Carl Maria Nicolaus Hummel (31 August 1821, Weimar – 16 June 1907, Weimar) was a German landscape painter and etcher.

==Life and work==
He was the son of Austrian composer Johann Nepomuk Hummel and the opera singer Elisabeth Röckel. His studies began in 1841 under Friedrich Preller at the Fürstliche freie Zeichenschule Weimar. After graduating, he made several study trips to England, Norway, Rügen and the Tyrol, lingering in Italy and Sicily until 1846.

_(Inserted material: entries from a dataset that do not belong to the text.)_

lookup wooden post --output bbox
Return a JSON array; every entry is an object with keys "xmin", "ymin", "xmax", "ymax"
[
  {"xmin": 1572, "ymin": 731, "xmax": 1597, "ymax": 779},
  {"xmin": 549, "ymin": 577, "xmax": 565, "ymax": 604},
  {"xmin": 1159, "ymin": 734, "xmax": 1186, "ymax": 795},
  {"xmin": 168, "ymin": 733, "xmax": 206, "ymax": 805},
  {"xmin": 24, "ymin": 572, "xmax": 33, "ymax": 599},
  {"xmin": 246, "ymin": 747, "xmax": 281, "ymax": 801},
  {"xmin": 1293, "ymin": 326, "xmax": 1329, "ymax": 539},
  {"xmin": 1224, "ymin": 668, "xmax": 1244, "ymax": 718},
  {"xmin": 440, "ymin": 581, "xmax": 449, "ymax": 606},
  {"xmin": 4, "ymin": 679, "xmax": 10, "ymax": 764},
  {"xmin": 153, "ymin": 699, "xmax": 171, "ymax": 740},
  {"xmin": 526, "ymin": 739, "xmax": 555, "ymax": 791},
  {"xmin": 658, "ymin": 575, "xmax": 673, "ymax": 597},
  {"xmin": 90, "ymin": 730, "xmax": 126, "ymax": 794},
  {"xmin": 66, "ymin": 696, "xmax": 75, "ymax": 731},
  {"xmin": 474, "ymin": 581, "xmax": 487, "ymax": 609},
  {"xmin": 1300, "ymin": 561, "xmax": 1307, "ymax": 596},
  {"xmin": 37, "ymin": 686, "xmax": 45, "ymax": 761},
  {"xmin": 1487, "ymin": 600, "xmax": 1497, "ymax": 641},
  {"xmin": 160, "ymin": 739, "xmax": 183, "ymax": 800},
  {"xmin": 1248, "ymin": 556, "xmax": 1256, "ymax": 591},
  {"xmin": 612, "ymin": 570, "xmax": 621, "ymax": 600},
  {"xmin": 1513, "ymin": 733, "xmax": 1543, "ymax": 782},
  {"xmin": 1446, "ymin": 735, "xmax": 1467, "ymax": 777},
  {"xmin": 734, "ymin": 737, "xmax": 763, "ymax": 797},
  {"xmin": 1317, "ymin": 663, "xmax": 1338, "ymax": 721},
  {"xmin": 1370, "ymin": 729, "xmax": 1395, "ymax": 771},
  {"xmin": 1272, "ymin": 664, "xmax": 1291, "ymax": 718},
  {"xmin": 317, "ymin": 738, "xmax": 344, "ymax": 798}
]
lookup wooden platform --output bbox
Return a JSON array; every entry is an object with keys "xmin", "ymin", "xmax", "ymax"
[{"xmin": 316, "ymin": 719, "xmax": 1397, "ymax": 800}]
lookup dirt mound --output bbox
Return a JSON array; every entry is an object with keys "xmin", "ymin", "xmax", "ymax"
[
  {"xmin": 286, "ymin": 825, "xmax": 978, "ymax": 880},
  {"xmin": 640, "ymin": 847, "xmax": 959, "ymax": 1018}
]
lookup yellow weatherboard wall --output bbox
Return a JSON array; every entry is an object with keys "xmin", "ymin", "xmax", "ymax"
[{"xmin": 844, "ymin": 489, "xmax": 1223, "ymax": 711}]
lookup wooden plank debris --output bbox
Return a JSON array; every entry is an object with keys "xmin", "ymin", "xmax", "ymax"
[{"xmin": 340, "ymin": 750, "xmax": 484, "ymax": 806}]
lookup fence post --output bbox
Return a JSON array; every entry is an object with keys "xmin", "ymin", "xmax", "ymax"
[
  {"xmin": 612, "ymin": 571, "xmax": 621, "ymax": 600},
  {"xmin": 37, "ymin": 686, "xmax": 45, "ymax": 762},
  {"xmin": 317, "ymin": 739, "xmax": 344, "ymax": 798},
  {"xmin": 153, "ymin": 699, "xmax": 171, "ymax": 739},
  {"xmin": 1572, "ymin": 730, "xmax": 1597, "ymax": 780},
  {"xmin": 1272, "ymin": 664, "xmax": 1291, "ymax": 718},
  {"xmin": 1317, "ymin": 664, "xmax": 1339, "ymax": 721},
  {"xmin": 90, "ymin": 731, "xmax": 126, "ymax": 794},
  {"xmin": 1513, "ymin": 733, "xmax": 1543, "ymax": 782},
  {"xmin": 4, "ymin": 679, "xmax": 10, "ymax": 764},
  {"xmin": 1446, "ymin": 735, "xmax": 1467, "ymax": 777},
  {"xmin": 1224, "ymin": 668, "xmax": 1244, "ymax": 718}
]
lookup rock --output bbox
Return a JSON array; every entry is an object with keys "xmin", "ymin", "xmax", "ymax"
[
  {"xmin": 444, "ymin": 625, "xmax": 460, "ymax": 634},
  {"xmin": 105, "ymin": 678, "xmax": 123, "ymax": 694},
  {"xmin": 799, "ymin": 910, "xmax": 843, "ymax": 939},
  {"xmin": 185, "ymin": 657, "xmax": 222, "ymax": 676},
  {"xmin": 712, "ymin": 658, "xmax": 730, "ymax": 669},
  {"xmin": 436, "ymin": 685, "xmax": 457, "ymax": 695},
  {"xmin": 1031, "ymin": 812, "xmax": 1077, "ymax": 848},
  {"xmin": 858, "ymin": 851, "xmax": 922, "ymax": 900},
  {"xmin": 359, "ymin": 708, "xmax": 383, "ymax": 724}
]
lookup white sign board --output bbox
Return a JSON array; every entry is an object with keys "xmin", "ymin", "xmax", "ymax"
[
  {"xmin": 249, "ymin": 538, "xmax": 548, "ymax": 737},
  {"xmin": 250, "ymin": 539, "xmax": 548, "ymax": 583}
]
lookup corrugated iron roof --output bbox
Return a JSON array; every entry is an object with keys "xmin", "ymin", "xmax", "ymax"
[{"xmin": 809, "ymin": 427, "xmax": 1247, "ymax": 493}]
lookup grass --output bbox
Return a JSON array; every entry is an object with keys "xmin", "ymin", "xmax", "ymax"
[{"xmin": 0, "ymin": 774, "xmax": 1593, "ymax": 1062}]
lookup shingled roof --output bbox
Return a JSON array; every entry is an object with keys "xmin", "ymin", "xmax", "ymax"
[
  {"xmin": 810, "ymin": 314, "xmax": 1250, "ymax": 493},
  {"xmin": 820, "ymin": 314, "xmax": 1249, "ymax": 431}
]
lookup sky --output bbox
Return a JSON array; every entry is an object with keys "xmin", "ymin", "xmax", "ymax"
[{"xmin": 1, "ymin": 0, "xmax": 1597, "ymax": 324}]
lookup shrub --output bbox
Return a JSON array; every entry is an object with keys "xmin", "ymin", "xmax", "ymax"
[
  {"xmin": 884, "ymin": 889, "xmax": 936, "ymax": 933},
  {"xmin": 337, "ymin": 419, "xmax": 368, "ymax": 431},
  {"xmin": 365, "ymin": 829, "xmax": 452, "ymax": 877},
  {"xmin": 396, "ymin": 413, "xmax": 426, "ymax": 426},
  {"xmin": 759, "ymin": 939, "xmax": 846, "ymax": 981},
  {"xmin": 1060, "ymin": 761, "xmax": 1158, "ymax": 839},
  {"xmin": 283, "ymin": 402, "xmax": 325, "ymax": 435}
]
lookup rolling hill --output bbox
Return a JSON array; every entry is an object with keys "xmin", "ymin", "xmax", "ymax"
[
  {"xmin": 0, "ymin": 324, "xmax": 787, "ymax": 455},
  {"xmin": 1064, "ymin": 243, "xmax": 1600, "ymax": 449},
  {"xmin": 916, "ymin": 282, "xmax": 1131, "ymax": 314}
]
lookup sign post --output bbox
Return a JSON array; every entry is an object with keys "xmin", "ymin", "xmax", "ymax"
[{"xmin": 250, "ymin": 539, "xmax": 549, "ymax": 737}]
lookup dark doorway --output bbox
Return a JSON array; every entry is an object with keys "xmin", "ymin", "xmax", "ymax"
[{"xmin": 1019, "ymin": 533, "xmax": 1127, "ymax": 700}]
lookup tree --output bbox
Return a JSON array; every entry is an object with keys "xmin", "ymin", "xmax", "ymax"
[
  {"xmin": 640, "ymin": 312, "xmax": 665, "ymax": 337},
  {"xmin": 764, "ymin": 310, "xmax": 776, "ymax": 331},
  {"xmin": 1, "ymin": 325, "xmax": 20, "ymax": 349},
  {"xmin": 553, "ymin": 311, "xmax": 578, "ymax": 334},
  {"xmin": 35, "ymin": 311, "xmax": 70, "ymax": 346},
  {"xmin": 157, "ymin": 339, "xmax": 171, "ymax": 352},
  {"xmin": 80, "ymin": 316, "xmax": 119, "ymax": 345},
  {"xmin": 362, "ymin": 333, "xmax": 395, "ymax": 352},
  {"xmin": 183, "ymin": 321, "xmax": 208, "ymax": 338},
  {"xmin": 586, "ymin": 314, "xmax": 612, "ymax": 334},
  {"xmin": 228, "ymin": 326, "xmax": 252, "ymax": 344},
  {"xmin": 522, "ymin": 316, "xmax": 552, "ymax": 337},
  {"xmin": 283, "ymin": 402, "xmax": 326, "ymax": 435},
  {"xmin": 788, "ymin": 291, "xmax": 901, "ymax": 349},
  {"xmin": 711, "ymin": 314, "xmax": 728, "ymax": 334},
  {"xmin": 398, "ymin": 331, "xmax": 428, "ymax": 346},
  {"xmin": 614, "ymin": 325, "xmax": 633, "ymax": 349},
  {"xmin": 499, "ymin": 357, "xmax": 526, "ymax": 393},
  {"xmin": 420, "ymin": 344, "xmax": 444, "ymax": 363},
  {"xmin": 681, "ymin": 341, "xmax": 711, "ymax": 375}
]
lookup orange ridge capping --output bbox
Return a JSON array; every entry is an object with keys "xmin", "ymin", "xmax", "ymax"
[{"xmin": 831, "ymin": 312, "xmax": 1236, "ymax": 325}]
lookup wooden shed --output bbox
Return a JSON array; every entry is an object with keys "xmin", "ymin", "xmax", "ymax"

Upon his return, he settled in Weimar, where he became a professor at the Weimar Saxon-Grand Ducal Art School in 1860. His paintings focus primarily on the Italian and Tyrolean Alps. They are widely displayed at museums throughout Northern Europe, including the Musée de la Vie Romantique in Paris.

==Sources==
- "Carl Hummel", in Thieme-Becker, Allgemeines Lexikon der Bildenden Künstler von der Antike bis zur Gegenwart. Vol. 18, E. A. Seemann, Leipzig 1925, p. 127.
- Paul Schmaling: Künstlerlexikon Hessen-Kassel 1777–2000. Mit den Malerkolonien Willingshausen und Kleinsassen. Jenior, Kassel 2001, ISBN 3-934377-96-3.